Mobile devices use facial recognition technology to help users quickly and securely unlock their phones, make a financial transaction or access medical records. But facial recognition technologies that employ a specific user-detection method are highly vulnerable to deepfake-based attacks that could lead to significant security concerns for users and applications, according to new research involving the Penn State College of Information Sciences and Technology.
The researchers found that most application programming interfaces that use facial liveness verification — a feature of facial recognition technology that uses computer vision to confirm the presence of a live user — don’t always detect digitally altered photos or videos of individuals made to look like a live version of someone else, also known as deepfakes. Applications that do use these detection measures are also significantly less effective at identifying deepfakes than what the app provider has claimed.
“In recent years we have observed significant development of facial authentication and verification technologies, which have been deployed in many security-critical applications,” said Ting Wang, associate professor of information sciences and technology and one principal investigator on the project. “Meanwhile, we have also seen substantial advances in deepfake technologies, making it fairly easy to synthesize live-looking facial images and video at little cost. We thus ask the interesting question: Is it possible for malicious attackers to misuse deepfakes to fool the facial verification systems?”
The research, which was presented this week at the USENIX Security Symposium, is the first systemic study on the security of facial liveness verification in real-world settings.
Wang and his collaborators developed a new deepfake-powered attack framework, called LiveBugger, that enables customizable, automated security evaluation of facial liveness verification. They evaluated six leading commercial facial liveness verification application programming interfaces provided. According to the researchers, any vulnerabilities in these products could be inherited by the other apps that use them, potentially threatening millions of users.

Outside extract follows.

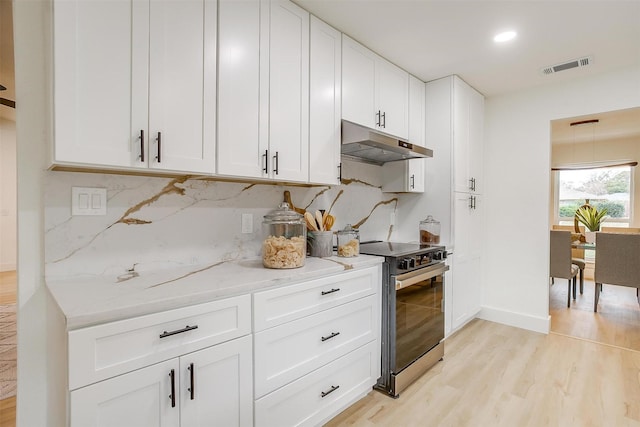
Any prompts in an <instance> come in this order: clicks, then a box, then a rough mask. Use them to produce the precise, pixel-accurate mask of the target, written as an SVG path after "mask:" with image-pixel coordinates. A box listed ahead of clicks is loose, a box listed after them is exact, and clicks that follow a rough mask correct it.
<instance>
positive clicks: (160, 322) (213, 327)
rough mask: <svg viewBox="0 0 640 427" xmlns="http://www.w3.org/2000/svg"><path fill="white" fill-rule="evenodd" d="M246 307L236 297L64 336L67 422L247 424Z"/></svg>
mask: <svg viewBox="0 0 640 427" xmlns="http://www.w3.org/2000/svg"><path fill="white" fill-rule="evenodd" d="M250 307H251V296H250V295H243V296H239V297H233V298H228V299H224V300H219V301H213V302H209V303H204V304H200V305H196V306H192V307H184V308H180V309H176V310H171V311H167V312H162V313H156V314H151V315H147V316H141V317H138V318H133V319H126V320H122V321H116V322H111V323H107V324H103V325H96V326H92V327H88V328H84V329H80V330H75V331H71V332H69V379H70V380H69V384H70V385H69V386H70V388H71V392H70V410H69V411H70V412H69V413H70V415H69V417H70V421H69V424H70V425H71V426H72V427H75V426H78V427H89V426H96V427H97V426H100V427H106V426H136V427H139V426H163V427H166V426H210V425H213V424H214V423H220V424H219V425H224V426H251V425H253V351H252V347H253V342H252V337H251V335H250V333H251V312H250ZM83 359H86V360H87V362H86V363H80V362H81V361H82V360H83ZM75 363H78V365H77V366H76V365H75ZM107 375H108V377H107V378H105V376H107Z"/></svg>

Using deepfake images and videos secured from two separate data sets, LiveBugger attempted to fool the apps’ facial liveness verification methods, which aim to verify a user’s identity by analyzing static or video images of their face, listening to their voice, or measuring their response to performing an action on command.
The researchers found that all four of the most common verification methods could be easily bypassed. In addition to highlighting how their framework bypassed these methods, they propose suggestions to improve the technology’s security — including eliminating verification methods that only analyze a static image of a user’s face, and matching lip movements with a user’s voice in methods that analyze both audio and video from a user.

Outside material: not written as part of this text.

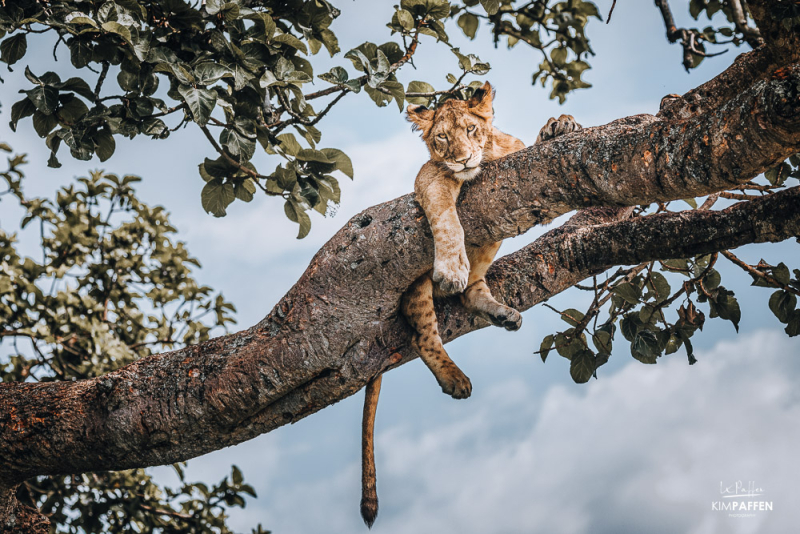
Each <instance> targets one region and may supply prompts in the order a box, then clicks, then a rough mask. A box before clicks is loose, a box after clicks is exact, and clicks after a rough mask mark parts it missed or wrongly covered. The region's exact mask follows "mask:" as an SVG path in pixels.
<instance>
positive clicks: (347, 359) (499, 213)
mask: <svg viewBox="0 0 800 534" xmlns="http://www.w3.org/2000/svg"><path fill="white" fill-rule="evenodd" d="M750 4H751V5H752V6H753V13H754V14H758V15H757V17H756V21H757V22H758V23H759V28H760V29H762V34H763V36H764V39H765V41H766V42H767V45H766V46H765V47H762V48H761V49H759V50H756V51H754V52H751V53H748V54H745V55H743V56H741V57H740V58H739V59H738V60H737V61H736V62H735V63H734V65H732V66H731V67H730V69H728V71H726V72H724V73H722V74H721V75H720V76H719V77H717V78H716V79H715V80H712V81H710V82H708V83H706V84H704V85H703V86H701V87H699V88H698V89H696V90H694V91H692V92H690V93H688V94H687V95H685V97H683V98H679V99H673V100H670V101H667V102H666V103H665V105H664V109H663V110H662V112H661V113H660V114H659V115H658V116H655V117H654V116H649V115H639V116H635V117H629V118H626V119H622V120H619V121H615V122H613V123H611V124H608V125H605V126H600V127H595V128H588V129H585V130H583V131H580V132H577V133H575V134H571V135H568V136H564V137H562V138H558V139H556V140H553V141H551V142H548V143H545V144H542V145H537V146H533V147H530V148H528V149H526V150H523V151H521V152H519V153H516V154H513V155H511V156H509V157H507V158H504V159H502V160H499V161H496V162H493V163H492V164H490V165H487V166H486V168H485V169H484V171H483V172H482V174H481V176H480V177H479V178H478V179H477V180H476V181H475V182H474V183H473V184H471V185H470V186H469V187H467V188H465V191H464V193H463V195H462V199H461V202H460V205H459V216H460V218H461V221H462V224H463V226H464V229H465V234H466V235H467V236H468V237H467V239H468V240H469V241H470V242H472V243H474V244H482V243H487V242H490V241H496V240H499V239H503V238H507V237H510V236H514V235H518V234H520V233H522V232H524V231H526V230H528V229H529V228H531V227H533V226H534V225H537V224H541V223H545V222H548V221H550V220H552V219H553V218H555V217H557V216H559V215H561V214H564V213H567V212H569V211H572V210H574V209H579V208H585V207H591V206H632V205H638V204H649V203H651V202H656V201H659V202H661V201H668V200H674V199H680V198H687V197H693V196H700V195H704V194H709V193H713V192H716V191H721V190H724V189H727V188H730V187H732V186H735V185H737V184H740V183H743V182H746V181H748V180H750V179H752V178H754V177H755V176H757V175H758V174H759V173H761V172H763V171H764V170H765V169H767V168H769V167H771V166H773V165H775V164H777V163H779V162H780V161H782V160H784V159H785V158H786V157H788V156H789V155H791V154H794V153H796V152H798V151H800V64H798V63H797V61H798V59H797V54H796V53H795V52H792V53H791V54H786V53H785V52H786V47H787V46H789V47H790V48H791V47H796V46H797V43H796V38H794V37H781V36H780V35H778V33H777V32H778V30H774V28H775V27H777V26H776V25H770V24H768V23H766V24H767V25H766V26H763V25H762V24H761V22H762V20H761V19H768V18H769V16H770V15H769V12H770V11H769V10H770V9H772V8H771V7H770V6H771V5H773V4H780V2H769V1H767V0H760V1H756V0H754V1H752V2H750ZM765 27H766V28H768V31H764V30H763V28H765ZM773 30H774V31H773ZM776 35H777V36H776ZM793 39H794V40H793ZM771 43H777V44H776V45H775V48H770V47H771V46H772V44H771ZM787 43H789V44H787ZM775 50H779V51H780V54H776V53H775ZM791 50H793V51H796V48H791ZM787 58H788V60H789V61H787ZM409 183H410V182H409ZM799 197H800V188H793V189H790V190H787V191H784V192H781V193H776V194H774V195H771V196H769V197H766V198H764V199H761V200H757V201H750V202H747V203H743V204H742V205H736V206H734V207H731V208H729V209H727V210H724V211H707V212H703V211H690V212H684V213H678V214H662V215H657V216H650V217H644V218H636V219H626V220H621V221H616V222H609V223H606V224H601V225H595V226H575V225H570V226H565V227H562V228H558V229H555V230H553V231H551V232H549V233H547V234H545V235H544V236H542V237H541V238H539V239H537V240H536V241H534V242H533V243H531V244H530V245H528V246H527V247H525V248H524V249H522V250H520V251H518V252H516V253H514V254H511V255H509V256H507V257H505V258H502V259H501V260H499V261H498V262H497V263H496V264H495V265H494V266H493V268H492V270H491V272H490V285H491V287H492V292H493V293H494V294H495V295H498V296H499V297H501V298H502V299H504V300H505V301H506V302H507V303H509V304H510V305H513V306H514V307H516V308H518V309H520V310H524V309H528V308H530V307H531V306H533V305H535V304H536V303H538V302H541V301H542V300H544V299H546V298H549V297H551V296H552V295H554V294H556V293H558V292H560V291H563V290H564V289H566V288H568V287H571V286H572V285H574V284H576V283H578V282H580V281H581V280H582V279H584V278H586V277H587V276H590V275H592V274H593V273H597V272H600V271H602V270H604V269H607V268H609V267H612V266H614V265H623V264H635V263H639V262H642V261H647V260H654V259H668V258H675V257H686V256H690V255H693V254H698V253H705V252H712V251H718V250H723V249H728V248H734V247H738V246H741V245H744V244H748V243H755V242H767V241H769V242H774V241H780V240H783V239H787V238H789V237H792V236H798V235H800V209H798V200H799ZM432 261H433V244H432V241H431V237H430V229H429V227H428V225H427V222H426V220H425V217H424V215H423V213H422V211H421V209H420V208H419V206H418V205H417V204H416V203H415V202H414V198H413V195H406V196H404V197H401V198H399V199H396V200H394V201H391V202H387V203H385V204H381V205H379V206H375V207H372V208H369V209H367V210H365V211H364V212H362V213H361V214H359V215H357V216H356V217H354V218H353V219H351V220H350V221H349V222H348V223H347V224H346V225H345V226H344V227H343V228H342V229H341V230H340V231H339V232H338V233H337V234H336V235H335V236H334V237H333V238H332V239H331V240H330V241H329V242H328V243H327V244H326V245H325V246H324V247H323V248H322V249H321V250H320V251H319V252H318V253H317V255H316V256H315V257H314V259H313V260H312V261H311V264H310V265H309V267H308V269H307V270H306V272H305V273H303V275H302V276H301V277H300V279H299V280H298V282H297V283H296V285H295V286H294V287H293V288H292V289H291V290H290V291H289V293H287V295H286V296H284V297H283V298H282V299H281V300H280V302H279V303H278V304H277V305H276V306H275V307H274V308H273V310H272V311H271V312H270V313H269V315H267V317H265V318H264V320H262V321H261V322H260V323H258V324H257V325H255V326H254V327H252V328H250V329H248V330H244V331H242V332H239V333H236V334H232V335H228V336H224V337H220V338H217V339H213V340H211V341H209V342H207V343H204V344H202V345H199V346H193V347H188V348H185V349H182V350H178V351H174V352H169V353H165V354H159V355H155V356H152V357H149V358H145V359H143V360H141V361H138V362H136V363H134V364H132V365H129V366H127V367H125V368H123V369H120V370H118V371H116V372H113V373H109V374H107V375H104V376H101V377H98V378H96V379H91V380H84V381H79V382H61V383H59V382H50V383H44V384H33V383H14V384H0V525H1V526H4V527H5V528H7V529H8V528H11V529H13V527H12V526H11V524H12V523H13V522H17V524H18V522H19V521H20V520H22V519H23V516H24V514H22V513H19V512H15V511H14V510H17V507H16V506H15V504H14V502H13V497H11V495H12V492H11V491H9V490H10V489H11V488H13V487H14V486H15V485H16V484H18V483H20V482H21V481H23V480H25V479H26V478H28V477H31V476H34V475H55V474H64V473H79V472H86V471H99V470H119V469H127V468H134V467H144V466H151V465H161V464H166V463H172V462H176V461H182V460H186V459H189V458H193V457H195V456H199V455H201V454H205V453H208V452H210V451H213V450H217V449H220V448H223V447H227V446H230V445H234V444H236V443H240V442H242V441H245V440H248V439H251V438H253V437H255V436H258V435H259V434H262V433H264V432H268V431H270V430H272V429H275V428H277V427H279V426H282V425H284V424H287V423H292V422H295V421H297V420H299V419H301V418H303V417H305V416H306V415H309V414H310V413H313V412H316V411H318V410H320V409H322V408H324V407H326V406H328V405H331V404H333V403H335V402H337V401H339V400H341V399H343V398H345V397H347V396H349V395H352V394H354V393H355V392H357V391H358V390H359V389H361V388H362V387H363V386H364V385H365V384H366V382H367V381H368V380H369V379H370V378H371V377H373V376H375V375H376V374H378V373H380V372H383V371H385V370H387V369H389V368H391V367H393V366H397V365H400V364H402V363H405V362H407V361H409V360H411V359H413V358H414V357H415V356H414V355H413V353H412V351H411V349H410V346H409V339H410V337H409V328H408V327H407V325H405V323H404V321H403V320H402V319H401V318H399V317H398V314H397V306H398V301H399V298H400V295H401V294H402V293H403V291H404V290H405V289H406V288H407V287H408V286H409V285H410V283H411V282H412V281H413V280H414V279H416V278H417V277H418V276H419V275H420V274H422V273H423V272H425V271H426V270H427V269H429V268H430V265H431V264H432ZM438 316H439V318H440V331H441V332H442V333H443V338H444V341H445V342H447V341H450V340H452V339H454V338H456V337H458V336H461V335H464V334H466V333H468V332H470V331H473V330H476V329H479V328H483V327H484V326H486V323H484V322H483V321H481V320H479V319H475V318H471V317H469V316H468V315H467V314H466V313H465V311H464V310H463V309H462V308H461V307H460V305H459V304H458V303H457V302H456V301H455V300H448V301H444V302H442V303H441V304H440V309H439V313H438ZM430 386H431V387H436V386H435V383H434V381H433V380H431V383H430ZM15 514H16V515H15Z"/></svg>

“Although facial liveness verification can defend against many attacks, the development of deepfake technologies raises a new threat to it, about which little is known thus far,” said Changjiang Li, doctoral student of information sciences and technology and co-first author on the paper. “Our findings are helpful for vendors to fix the vulnerabilities of their systems.”
The researchers have reported their findings to the vendors whose applications were used in the study, with one since announcing its plans to conduct a deepfake detection project to address the emerging threat.
“Facial liveness verification has been applied in many critical scenarios, such as online payments, online banking and government services,” said Wang. “Additionally, an increasing number of cloud platforms have begun to provide facial liveness verification as platform-as-a-service, which significantly reduces the cost and lowers the barrier for companies to deploy the technology in their products. Therefore, the security of facial liveness verification is highly concerning.”
Wang and Li collaborated with Zhaohan Xi, doctoral student of informatics at Penn State; Li Wang and Shanqing Guo of Shandong University; and Shouling Ji and Xuhong Zhang of Zhejiang University. Penn State’s contributions were partially supported by the National Science Foundation.